Okay. Thank you very much. A follow-up question, if I may. In the report you are repeating that you are continuing to support the clinical leaders, including patients at the active sites. I wonder this type of support that you're continuously providing to the clinical leaders is that sort of indicative of a product that needs to be administered with a lot of support from your side? Is this what we should expect from you after launching the product, a period of a lot of support to clinical practitioners?
Yeah, it's a good question.
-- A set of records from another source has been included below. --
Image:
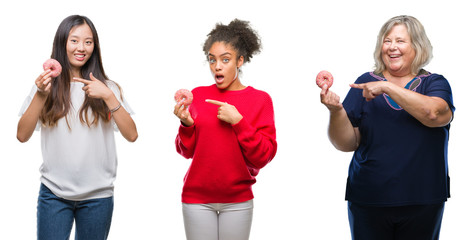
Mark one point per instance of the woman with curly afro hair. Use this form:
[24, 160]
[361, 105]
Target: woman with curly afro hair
[229, 133]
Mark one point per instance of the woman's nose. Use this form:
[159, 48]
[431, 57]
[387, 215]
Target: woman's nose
[218, 65]
[81, 47]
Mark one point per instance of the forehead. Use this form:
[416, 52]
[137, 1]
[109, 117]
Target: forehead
[221, 48]
[82, 30]
[399, 30]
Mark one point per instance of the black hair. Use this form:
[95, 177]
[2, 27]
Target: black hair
[58, 102]
[239, 35]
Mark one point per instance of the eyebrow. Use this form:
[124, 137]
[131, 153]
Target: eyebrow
[226, 53]
[75, 36]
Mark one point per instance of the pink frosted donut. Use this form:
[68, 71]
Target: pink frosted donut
[324, 77]
[184, 94]
[54, 66]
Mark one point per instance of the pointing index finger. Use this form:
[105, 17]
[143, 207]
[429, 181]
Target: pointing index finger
[354, 85]
[81, 80]
[215, 102]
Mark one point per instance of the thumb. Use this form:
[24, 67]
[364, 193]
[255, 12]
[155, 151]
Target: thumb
[91, 76]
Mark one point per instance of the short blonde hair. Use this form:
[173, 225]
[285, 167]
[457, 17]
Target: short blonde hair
[419, 41]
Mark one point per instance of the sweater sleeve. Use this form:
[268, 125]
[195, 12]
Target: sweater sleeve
[257, 136]
[185, 141]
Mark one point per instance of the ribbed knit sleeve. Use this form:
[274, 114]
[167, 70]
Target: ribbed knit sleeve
[258, 137]
[185, 141]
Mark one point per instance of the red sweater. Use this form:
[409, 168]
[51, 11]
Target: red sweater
[226, 158]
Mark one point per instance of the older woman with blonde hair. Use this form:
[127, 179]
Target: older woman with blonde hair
[396, 119]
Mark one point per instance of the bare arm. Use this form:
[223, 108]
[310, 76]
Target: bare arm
[28, 121]
[341, 132]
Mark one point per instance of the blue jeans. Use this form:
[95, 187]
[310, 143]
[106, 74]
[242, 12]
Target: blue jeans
[55, 217]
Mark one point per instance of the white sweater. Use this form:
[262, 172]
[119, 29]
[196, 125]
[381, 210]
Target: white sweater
[80, 162]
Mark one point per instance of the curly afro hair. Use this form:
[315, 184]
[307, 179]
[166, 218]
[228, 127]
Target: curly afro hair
[239, 34]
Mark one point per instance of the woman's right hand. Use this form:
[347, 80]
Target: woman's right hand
[330, 99]
[183, 114]
[43, 83]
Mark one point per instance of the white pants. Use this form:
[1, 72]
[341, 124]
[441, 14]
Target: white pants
[218, 221]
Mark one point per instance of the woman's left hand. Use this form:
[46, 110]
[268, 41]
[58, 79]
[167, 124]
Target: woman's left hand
[226, 112]
[95, 88]
[371, 89]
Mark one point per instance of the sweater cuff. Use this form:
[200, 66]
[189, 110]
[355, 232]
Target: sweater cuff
[186, 131]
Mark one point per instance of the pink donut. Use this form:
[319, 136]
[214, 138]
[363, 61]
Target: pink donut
[324, 77]
[54, 66]
[184, 94]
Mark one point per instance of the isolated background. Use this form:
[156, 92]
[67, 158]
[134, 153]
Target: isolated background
[153, 48]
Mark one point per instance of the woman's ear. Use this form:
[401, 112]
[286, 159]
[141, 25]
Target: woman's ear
[240, 61]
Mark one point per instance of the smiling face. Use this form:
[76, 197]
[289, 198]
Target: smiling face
[224, 64]
[79, 47]
[397, 51]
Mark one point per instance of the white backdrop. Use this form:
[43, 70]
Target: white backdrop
[153, 48]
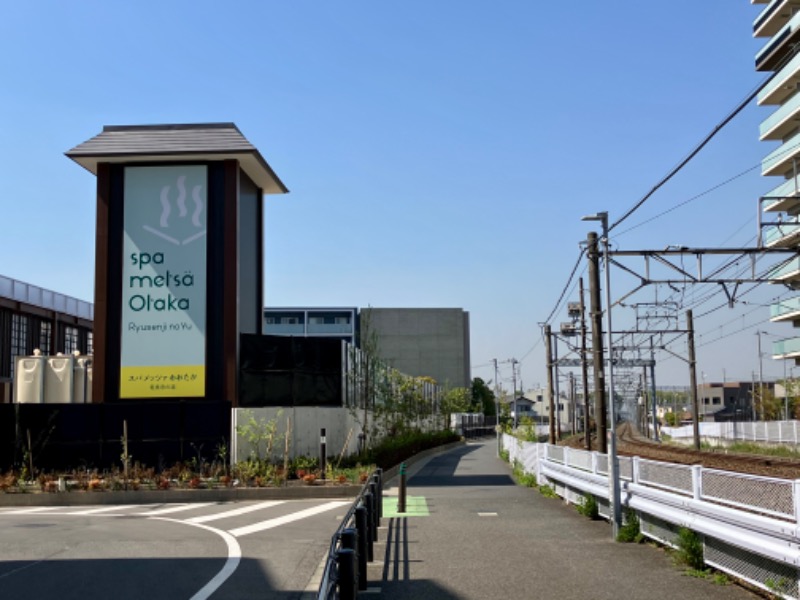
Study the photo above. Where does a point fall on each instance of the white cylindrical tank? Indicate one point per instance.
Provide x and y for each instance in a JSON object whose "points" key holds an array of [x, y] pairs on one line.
{"points": [[29, 380], [82, 380], [58, 380]]}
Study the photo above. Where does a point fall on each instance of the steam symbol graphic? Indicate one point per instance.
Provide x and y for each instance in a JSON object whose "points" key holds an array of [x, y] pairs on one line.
{"points": [[166, 212]]}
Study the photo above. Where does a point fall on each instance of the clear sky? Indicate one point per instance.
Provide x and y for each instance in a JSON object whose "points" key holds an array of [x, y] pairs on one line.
{"points": [[439, 154]]}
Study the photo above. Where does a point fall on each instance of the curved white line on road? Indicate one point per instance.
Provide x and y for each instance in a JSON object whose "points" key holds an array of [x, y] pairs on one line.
{"points": [[234, 556]]}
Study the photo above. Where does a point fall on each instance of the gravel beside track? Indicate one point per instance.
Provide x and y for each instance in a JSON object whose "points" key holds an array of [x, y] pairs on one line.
{"points": [[632, 443]]}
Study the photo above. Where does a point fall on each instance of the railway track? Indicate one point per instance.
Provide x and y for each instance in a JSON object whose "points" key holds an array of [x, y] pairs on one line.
{"points": [[631, 443]]}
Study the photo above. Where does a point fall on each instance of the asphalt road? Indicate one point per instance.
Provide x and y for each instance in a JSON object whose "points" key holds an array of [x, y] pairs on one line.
{"points": [[472, 533], [258, 549]]}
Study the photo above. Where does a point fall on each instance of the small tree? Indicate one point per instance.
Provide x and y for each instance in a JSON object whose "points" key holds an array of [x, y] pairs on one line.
{"points": [[455, 400], [483, 399]]}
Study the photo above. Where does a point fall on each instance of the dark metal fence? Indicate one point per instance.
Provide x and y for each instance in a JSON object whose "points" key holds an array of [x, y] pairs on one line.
{"points": [[476, 425], [352, 546], [67, 436]]}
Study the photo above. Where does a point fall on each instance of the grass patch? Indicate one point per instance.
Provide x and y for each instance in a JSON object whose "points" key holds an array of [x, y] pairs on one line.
{"points": [[588, 507], [630, 532], [690, 549]]}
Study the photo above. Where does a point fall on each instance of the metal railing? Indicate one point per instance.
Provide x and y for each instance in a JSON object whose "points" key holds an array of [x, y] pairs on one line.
{"points": [[352, 546], [750, 525]]}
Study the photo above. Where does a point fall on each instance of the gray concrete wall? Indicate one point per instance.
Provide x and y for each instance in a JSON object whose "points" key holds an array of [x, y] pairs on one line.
{"points": [[341, 431], [432, 342]]}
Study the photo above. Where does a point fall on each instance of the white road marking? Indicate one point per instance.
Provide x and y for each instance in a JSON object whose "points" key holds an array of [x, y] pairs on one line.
{"points": [[278, 521], [235, 512], [28, 511], [234, 557], [173, 509], [95, 511]]}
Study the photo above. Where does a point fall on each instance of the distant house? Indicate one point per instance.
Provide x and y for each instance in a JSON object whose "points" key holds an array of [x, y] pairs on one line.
{"points": [[727, 401]]}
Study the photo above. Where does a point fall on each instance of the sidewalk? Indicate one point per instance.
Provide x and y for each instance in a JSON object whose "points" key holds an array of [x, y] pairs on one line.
{"points": [[472, 533]]}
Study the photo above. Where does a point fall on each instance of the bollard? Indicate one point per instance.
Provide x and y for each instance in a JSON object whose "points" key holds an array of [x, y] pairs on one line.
{"points": [[401, 495], [323, 459], [368, 503], [361, 542], [348, 539], [346, 575], [376, 514], [378, 495]]}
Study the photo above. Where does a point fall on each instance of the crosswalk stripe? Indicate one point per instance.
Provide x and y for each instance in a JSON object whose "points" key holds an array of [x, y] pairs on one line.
{"points": [[235, 512], [28, 511], [173, 509], [94, 511], [278, 521]]}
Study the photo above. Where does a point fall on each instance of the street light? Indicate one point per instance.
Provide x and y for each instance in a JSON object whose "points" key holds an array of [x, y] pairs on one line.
{"points": [[613, 467]]}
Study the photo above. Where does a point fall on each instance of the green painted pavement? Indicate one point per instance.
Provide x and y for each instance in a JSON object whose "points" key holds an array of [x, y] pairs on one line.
{"points": [[416, 506]]}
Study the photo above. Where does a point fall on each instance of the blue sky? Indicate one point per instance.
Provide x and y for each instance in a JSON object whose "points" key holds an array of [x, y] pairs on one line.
{"points": [[439, 154]]}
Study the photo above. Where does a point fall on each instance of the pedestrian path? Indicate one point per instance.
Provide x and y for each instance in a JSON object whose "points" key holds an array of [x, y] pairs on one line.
{"points": [[485, 537], [237, 518]]}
No, I don't expect because it's the administration and the clinical handling of Orviglance is quite straightforward. You know, it's actually easier than an IV administration. It is, you know, they're used to doing this in another fashion. There could be some support. Also the support is just to ensure that they are compliant with the study protocol. That it's quite usual to have that in clinical study because it's a new study protocol. It's usually a new compound, and you need to support them just being compliant to the study protocols, you know, procedures. You don't have any deviations there. Another thing could be that, since this is a
It is after all a rare population and, you know, if they request and ask for support finding patients, database search and those kind of things, we are able to support them with those kind of things. It's more, you know, from a recruitment perspective. Those needs differ from site to site, from country to country, and we try to tailor the support as much as possible. You know, some sites do not need support, so others ask for support, and then we provide that.
Okay. Thank you. That concludes my questions.
Thanks.
Thank you, Sten. Thank you. Our next question comes from a number ending with one two three. Please introduce yourself, your company and your question. Your line is now open.
We don't hear a question.
There seems to be an issue with this phone number. We will hand over for closing remarks as there are no more questions.
Okay. Thank you everybody. We're pleased to, you know, announce our progress and our results for this quarter. We continue dedicated to our two key objectives, completing enrollment in SPARKLE this year and preparing for a successful Orviglance launch. Thank you, everybody, and we will continue to update you as we make progress. Have a nice day.